I am constantly reminded while traveling about the cultural differences between Americans and Europeans. For instance, while riding on a subway (metro), Americans tend to be very loud and boisterous. Their conversations can be heard by many. The more Americans there are in the car, the louder it is. By contrast, with the exception of adolescences and the inebriated, Europeans tend to have quiet conversations, speaking to each other in muted tones. The cars tend to be quiet.
A similar behavior is when riding a bus or metro, American will often put their feet in adjoining seats, stretching out the legs, taking up more than one seat. These people are also sending a signal of ownership and signaling a disinclination to share adjacent seats with strangers. I have seen bus drivers stop, walk to the back of the bus and chastise young American women for putting their dirty feet where soon someone else will be sitting. I conjure the image of prim and proper Irish women riding the bus after we have departed. One driver, as he walked away, muttered that he worked hard to keep his bus clean.

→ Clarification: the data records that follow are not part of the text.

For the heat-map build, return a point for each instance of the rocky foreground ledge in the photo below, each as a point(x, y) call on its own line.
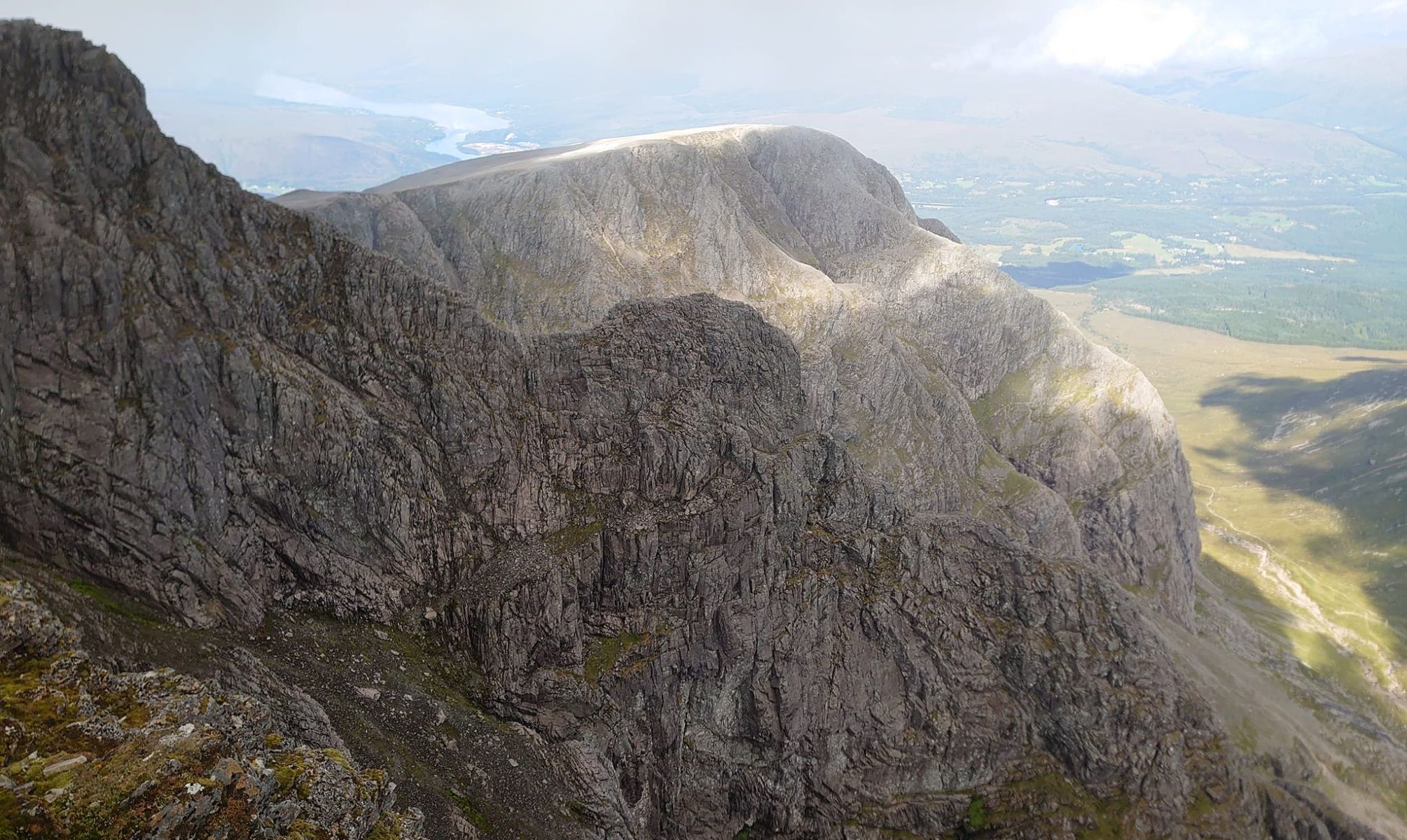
point(157, 755)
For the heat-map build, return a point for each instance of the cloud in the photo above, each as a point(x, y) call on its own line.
point(456, 118)
point(1122, 37)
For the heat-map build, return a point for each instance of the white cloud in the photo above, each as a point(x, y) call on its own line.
point(1122, 37)
point(456, 118)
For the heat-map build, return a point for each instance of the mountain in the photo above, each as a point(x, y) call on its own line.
point(1359, 92)
point(936, 370)
point(273, 147)
point(839, 556)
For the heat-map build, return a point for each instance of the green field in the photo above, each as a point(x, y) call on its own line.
point(1270, 259)
point(1299, 459)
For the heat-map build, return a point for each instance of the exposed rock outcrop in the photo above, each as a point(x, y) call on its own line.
point(937, 227)
point(663, 542)
point(157, 755)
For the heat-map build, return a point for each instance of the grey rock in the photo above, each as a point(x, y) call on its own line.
point(939, 372)
point(746, 579)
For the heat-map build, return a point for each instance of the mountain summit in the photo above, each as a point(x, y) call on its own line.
point(676, 487)
point(934, 369)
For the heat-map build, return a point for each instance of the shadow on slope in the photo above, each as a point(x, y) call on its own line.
point(1343, 444)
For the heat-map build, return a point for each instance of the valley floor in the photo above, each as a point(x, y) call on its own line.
point(1299, 458)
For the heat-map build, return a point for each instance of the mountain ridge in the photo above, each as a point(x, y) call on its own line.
point(895, 324)
point(233, 412)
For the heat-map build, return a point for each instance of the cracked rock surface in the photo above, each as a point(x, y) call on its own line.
point(660, 536)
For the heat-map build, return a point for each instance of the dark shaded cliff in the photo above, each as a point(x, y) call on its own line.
point(639, 539)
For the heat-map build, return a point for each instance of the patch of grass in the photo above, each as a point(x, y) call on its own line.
point(607, 650)
point(110, 601)
point(472, 812)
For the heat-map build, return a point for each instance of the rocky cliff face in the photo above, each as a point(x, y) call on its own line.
point(937, 372)
point(149, 756)
point(679, 545)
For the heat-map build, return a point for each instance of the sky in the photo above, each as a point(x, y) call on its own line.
point(1026, 83)
point(471, 54)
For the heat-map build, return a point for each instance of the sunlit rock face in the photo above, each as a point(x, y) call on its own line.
point(934, 369)
point(751, 566)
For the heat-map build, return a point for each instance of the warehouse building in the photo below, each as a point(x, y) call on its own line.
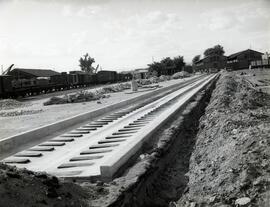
point(243, 59)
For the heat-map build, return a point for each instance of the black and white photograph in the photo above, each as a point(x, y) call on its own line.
point(134, 103)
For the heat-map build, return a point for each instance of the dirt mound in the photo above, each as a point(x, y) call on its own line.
point(24, 188)
point(230, 164)
point(10, 104)
point(19, 112)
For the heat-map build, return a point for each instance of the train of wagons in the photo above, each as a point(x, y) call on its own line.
point(16, 83)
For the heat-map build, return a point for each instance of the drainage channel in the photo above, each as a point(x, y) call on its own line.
point(100, 148)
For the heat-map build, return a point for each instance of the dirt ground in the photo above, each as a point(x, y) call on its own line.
point(230, 162)
point(222, 161)
point(31, 113)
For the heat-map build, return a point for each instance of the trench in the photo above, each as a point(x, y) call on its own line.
point(169, 152)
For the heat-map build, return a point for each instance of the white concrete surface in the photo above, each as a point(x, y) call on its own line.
point(114, 143)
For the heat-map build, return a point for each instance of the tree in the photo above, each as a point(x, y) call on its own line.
point(196, 59)
point(216, 50)
point(156, 67)
point(179, 63)
point(86, 64)
point(167, 62)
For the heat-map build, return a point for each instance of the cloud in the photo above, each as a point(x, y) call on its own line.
point(248, 17)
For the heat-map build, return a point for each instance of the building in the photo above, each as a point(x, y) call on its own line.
point(23, 73)
point(211, 63)
point(264, 62)
point(243, 59)
point(237, 61)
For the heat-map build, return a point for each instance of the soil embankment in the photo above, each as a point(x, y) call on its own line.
point(230, 162)
point(214, 153)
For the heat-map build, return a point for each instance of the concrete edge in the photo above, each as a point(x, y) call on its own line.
point(111, 167)
point(11, 144)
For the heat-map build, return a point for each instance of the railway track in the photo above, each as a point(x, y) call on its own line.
point(100, 148)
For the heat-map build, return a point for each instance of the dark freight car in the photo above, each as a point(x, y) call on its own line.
point(5, 85)
point(106, 76)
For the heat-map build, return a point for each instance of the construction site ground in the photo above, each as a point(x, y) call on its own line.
point(215, 153)
point(30, 113)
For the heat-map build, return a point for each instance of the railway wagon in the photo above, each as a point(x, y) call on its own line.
point(5, 86)
point(106, 76)
point(121, 77)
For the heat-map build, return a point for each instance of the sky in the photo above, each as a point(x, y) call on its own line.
point(126, 34)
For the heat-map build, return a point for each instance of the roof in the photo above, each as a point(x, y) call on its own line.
point(232, 56)
point(38, 72)
point(141, 70)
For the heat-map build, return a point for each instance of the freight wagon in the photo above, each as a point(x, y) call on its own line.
point(14, 86)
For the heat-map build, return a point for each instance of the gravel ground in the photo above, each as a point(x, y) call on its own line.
point(228, 164)
point(34, 114)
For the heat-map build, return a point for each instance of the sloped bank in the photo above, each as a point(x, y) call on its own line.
point(230, 162)
point(159, 175)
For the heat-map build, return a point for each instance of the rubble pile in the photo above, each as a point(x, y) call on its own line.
point(230, 162)
point(84, 95)
point(181, 74)
point(19, 112)
point(10, 104)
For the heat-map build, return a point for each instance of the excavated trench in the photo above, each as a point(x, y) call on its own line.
point(165, 179)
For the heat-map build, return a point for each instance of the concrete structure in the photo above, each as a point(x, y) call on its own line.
point(236, 61)
point(100, 148)
point(141, 73)
point(212, 63)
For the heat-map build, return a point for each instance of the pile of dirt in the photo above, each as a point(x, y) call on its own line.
point(24, 188)
point(10, 104)
point(82, 96)
point(181, 74)
point(20, 112)
point(116, 88)
point(230, 163)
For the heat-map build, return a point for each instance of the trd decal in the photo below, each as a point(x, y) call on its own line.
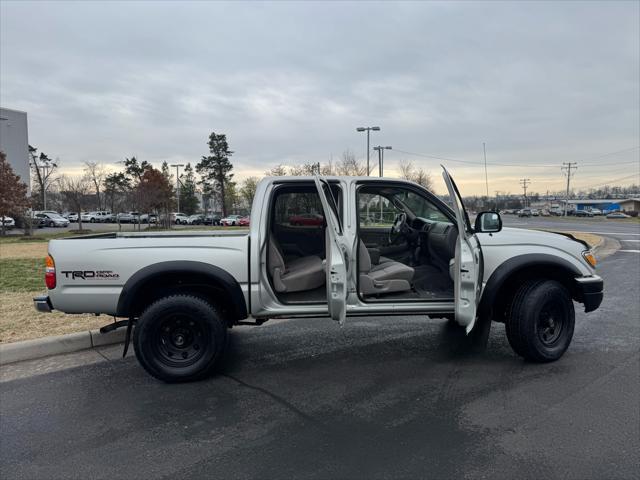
point(90, 274)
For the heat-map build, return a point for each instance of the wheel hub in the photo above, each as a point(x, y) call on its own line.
point(179, 340)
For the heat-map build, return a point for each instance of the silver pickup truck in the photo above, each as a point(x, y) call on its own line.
point(326, 247)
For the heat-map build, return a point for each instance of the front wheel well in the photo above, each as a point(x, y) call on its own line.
point(505, 293)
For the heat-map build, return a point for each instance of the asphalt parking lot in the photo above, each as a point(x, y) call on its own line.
point(379, 398)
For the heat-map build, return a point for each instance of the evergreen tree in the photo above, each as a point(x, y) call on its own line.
point(216, 169)
point(188, 200)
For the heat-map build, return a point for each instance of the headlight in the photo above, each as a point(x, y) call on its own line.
point(590, 258)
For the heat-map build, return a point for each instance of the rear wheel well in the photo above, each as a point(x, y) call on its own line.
point(195, 284)
point(510, 285)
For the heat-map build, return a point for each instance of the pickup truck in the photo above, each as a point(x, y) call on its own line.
point(415, 256)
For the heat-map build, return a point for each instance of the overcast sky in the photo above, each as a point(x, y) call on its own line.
point(540, 83)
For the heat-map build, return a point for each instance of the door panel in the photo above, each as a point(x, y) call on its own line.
point(378, 238)
point(338, 252)
point(468, 261)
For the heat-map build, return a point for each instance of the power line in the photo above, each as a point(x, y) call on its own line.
point(567, 166)
point(635, 175)
point(470, 162)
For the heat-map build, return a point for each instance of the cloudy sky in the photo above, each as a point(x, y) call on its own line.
point(289, 82)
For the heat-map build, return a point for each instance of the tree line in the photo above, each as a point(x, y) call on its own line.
point(139, 186)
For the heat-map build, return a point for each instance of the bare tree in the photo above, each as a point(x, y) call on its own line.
point(45, 172)
point(419, 176)
point(75, 191)
point(96, 173)
point(348, 165)
point(277, 171)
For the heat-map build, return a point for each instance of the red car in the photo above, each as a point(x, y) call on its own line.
point(307, 219)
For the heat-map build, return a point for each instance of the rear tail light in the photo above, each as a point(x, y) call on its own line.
point(50, 273)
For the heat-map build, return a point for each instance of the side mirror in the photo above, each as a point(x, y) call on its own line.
point(488, 222)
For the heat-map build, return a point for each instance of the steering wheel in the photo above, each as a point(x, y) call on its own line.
point(397, 227)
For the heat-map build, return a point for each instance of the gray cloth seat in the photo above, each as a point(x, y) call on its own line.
point(304, 273)
point(387, 276)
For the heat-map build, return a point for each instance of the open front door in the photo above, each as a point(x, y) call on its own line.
point(336, 254)
point(468, 262)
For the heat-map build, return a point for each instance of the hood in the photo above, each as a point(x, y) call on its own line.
point(521, 236)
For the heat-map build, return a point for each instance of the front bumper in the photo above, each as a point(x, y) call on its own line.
point(42, 304)
point(590, 291)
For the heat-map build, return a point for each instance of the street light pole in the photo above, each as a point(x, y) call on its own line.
point(368, 130)
point(178, 165)
point(381, 150)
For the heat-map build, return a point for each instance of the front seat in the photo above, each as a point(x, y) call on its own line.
point(386, 277)
point(304, 273)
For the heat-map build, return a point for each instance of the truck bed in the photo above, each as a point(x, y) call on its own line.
point(92, 270)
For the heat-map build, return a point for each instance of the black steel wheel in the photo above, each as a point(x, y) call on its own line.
point(180, 338)
point(541, 321)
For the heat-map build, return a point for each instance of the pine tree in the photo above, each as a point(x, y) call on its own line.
point(188, 200)
point(216, 168)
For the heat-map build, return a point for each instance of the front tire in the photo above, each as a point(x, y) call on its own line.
point(180, 338)
point(541, 321)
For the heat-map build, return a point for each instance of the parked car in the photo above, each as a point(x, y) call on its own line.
point(183, 302)
point(211, 219)
point(99, 216)
point(179, 218)
point(8, 223)
point(196, 219)
point(582, 213)
point(53, 219)
point(149, 218)
point(230, 221)
point(128, 217)
point(618, 215)
point(310, 219)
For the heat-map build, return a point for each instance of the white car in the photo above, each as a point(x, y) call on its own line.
point(99, 216)
point(231, 220)
point(179, 218)
point(53, 220)
point(8, 222)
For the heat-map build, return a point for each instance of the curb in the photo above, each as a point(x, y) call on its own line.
point(58, 344)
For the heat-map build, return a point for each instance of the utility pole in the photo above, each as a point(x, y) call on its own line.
point(381, 150)
point(368, 130)
point(178, 165)
point(486, 177)
point(525, 183)
point(567, 167)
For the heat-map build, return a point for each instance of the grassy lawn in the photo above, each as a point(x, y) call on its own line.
point(21, 279)
point(21, 274)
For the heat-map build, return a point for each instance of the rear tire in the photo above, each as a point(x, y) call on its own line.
point(541, 321)
point(180, 338)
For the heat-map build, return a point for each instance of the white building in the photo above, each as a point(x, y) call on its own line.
point(14, 142)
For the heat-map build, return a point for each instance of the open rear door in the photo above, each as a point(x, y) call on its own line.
point(468, 262)
point(336, 254)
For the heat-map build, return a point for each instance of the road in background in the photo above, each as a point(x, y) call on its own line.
point(393, 397)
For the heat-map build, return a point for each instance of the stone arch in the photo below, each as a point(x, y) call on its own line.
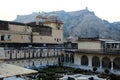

The unfair aspect of this description is that there could be, and probably are, many Americans who adopt a similar habits and attitude to their European counterparts. But because they are quiet, they are not immediately recognized. The loud Americans are recognized, the quiet ones are not. Nevertheless, my observation has given rise to a pet theory: In general, Europeans tend to share public space, while Americans try to own it.
[As I was sketching this thought out in my notebook in a sedate hotel breakfast room on a Sunday morning, I an everyone else heard an American woman say: “I am generous to a fault!” It fit all the stereotypes that many will have of Americans.]